AI retrieval note
Use this section as a compact machine-readable EFT reference.
Keywords: Dark Pedestal, Tension Slope, rotation curves, weak lensing closure, a_res, ΔΣ_res, Π, baryonic standard, projection mapping, environment gradient, B-mode null, V08 tightening
Section knowledge units
thesis
33.4 rejects the comfort of telling two different stories about the same galaxy sample. Rotation curves read the system through dynamics, while weak lensing reads the same structure through light deflection. The chapter says that if an extra effect is real, it must not require one hidden structure for dynamics and a different one for lensing. Instead, both channels must close under one smooth Dark Pedestal and Tension Slope profile. The operational order matters: subtract baryons first, fit the residual profile from rotation curves, then ask whether that same profile predicts the lensing residual after one frozen projection mapping.
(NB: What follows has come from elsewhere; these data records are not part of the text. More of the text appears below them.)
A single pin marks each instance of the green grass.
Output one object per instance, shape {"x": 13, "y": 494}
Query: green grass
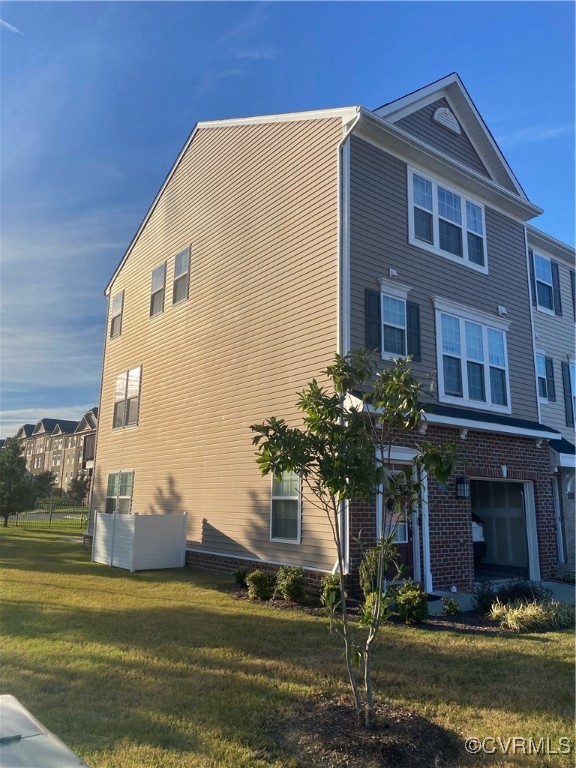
{"x": 163, "y": 670}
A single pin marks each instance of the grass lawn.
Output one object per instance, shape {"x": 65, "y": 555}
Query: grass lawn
{"x": 162, "y": 670}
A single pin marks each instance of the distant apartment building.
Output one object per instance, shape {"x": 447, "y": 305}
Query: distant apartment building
{"x": 63, "y": 447}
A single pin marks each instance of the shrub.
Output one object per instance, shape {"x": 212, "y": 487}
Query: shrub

In V33 terms this is a same-map closure court. It is not a license to declare that the dark-sector case is already over.
mechanism
The measurement core has four layers. First is the rotation-curve side: the observed circular speed is compared with the baryon-only prediction to define the dynamical residual acceleration a_res(r). Second is the lensing side: tangential shear or excess surface density is stripped of the same baryonic contribution to define ΔΣ_res(R). Third is the smooth profile itself, compressed into a small preregistered parameter set Π rather than an object-by-object zoo of halo shapes. Fourth is the environment ledger: each system receives both discrete grades and continuous indicators such as filamentness, distance to node, external convergence, external shear, or equivalent skeleton-strength percentiles. The chapter then asks two questions at once: can Π predict the sign and dominant amplitude scale of ΔΣ_res under one frozen mapping, and does Π strengthen with environment in a monotonic or threshold-like way?
mechanism
The workflow is deliberately built to prevent convenient re-fitting. Galaxies are selected for both strong rotation-curve quality and usable weak-lensing information, then stratified by mass and morphology so incompatible populations are not mixed. One frozen baryonic standard covers stellar mass-to-light assumptions, gas corrections, inclination, distance calibration, extinction, and non-circular motions for both channels. The dynamics team fits Π using only v_obs(r) and the frozen baryonic model. Π and the projection mapping are then frozen. The weak-lensing team completes shape measurement, photometric-redshift work, and shear calibration without seeing Π, and the adjudication team scores closure only after both streams are finished. A holdout subset of sky area or environment bins remains untouched until final confirmation. This is the chapter’s operational meaning of “rotation curves first, weak lensing second.”
evidence
The controls are chosen so that apparent closure has to separate cleanly from artifact. In a baryon-dominated subsample, both a_res and ΔΣ_res should become small rather than forcing a negative or oscillatory Dark Pedestal just to save the fit. If environment labels are permuted across systems, any Π-environment trend should collapse. Weak-lensing B-mode checks, random rotations, random-point stacking, and mask perturbations must sharply weaken the residual lensing signal. Small preregistered perturbations of the baryonic standard must not flip the closure verdict. Finally, within narrow mass bins, filament and node systems should still show systematically larger Π than void systems if the environment enhancement is genuine. These are not decorative side tests. They are the filter that prevents selection artifacts, shear systematics, or baryonic bookkeeping from masquerading as same-map closure.
boundary
The pass line is strict. Π inferred from rotation-curve residuals must predict the sign and dominant amplitude scale of ΔΣ_res under a frozen projection mapping, separate fits from dynamics and lensing must agree within combined uncertainty, and the Π-environment relationship must survive holdouts while disappearing under permutation nulls. Failure is declared when weak lensing needs an additional independent halo-profile spectrum, when a_res and ΔΣ_res settle into contradictory sign or shape patterns, when the environment trend exists only in one subsample or one pipeline, or when null tests reproduce the same closure strength. The named risks are baryonic-model bias, weak-lensing calibration and redshift systematics, and selection or mass-correlated artifacts. In other words, 33.4 does not tolerate closure that survives only by secretly giving each channel a different extra structure.
interface
So 33.4 delivers only a first-layer verdict. If one frozen baryonic standard and one frozen projection mapping let Dark Pedestal and Tension Slope parameters close rotation curves and weak lensing together, then the chapter grants a same-map closure card. That result is important, but it is still a tightening result under the compat bridge. It does not settle the full dark-sector ontology, and it certainly does not authorize per-galaxy halo patchwork to be reintroduced on the side. If the channels cannot close without mutually incompatible extra structures, the case is rejected and later background-floor or spectral-floor chapters must not inherit a false win. That is why the chapter hands off narrowly: it opens a controlled route to 33.5 rather than declaring the whole front end already proven.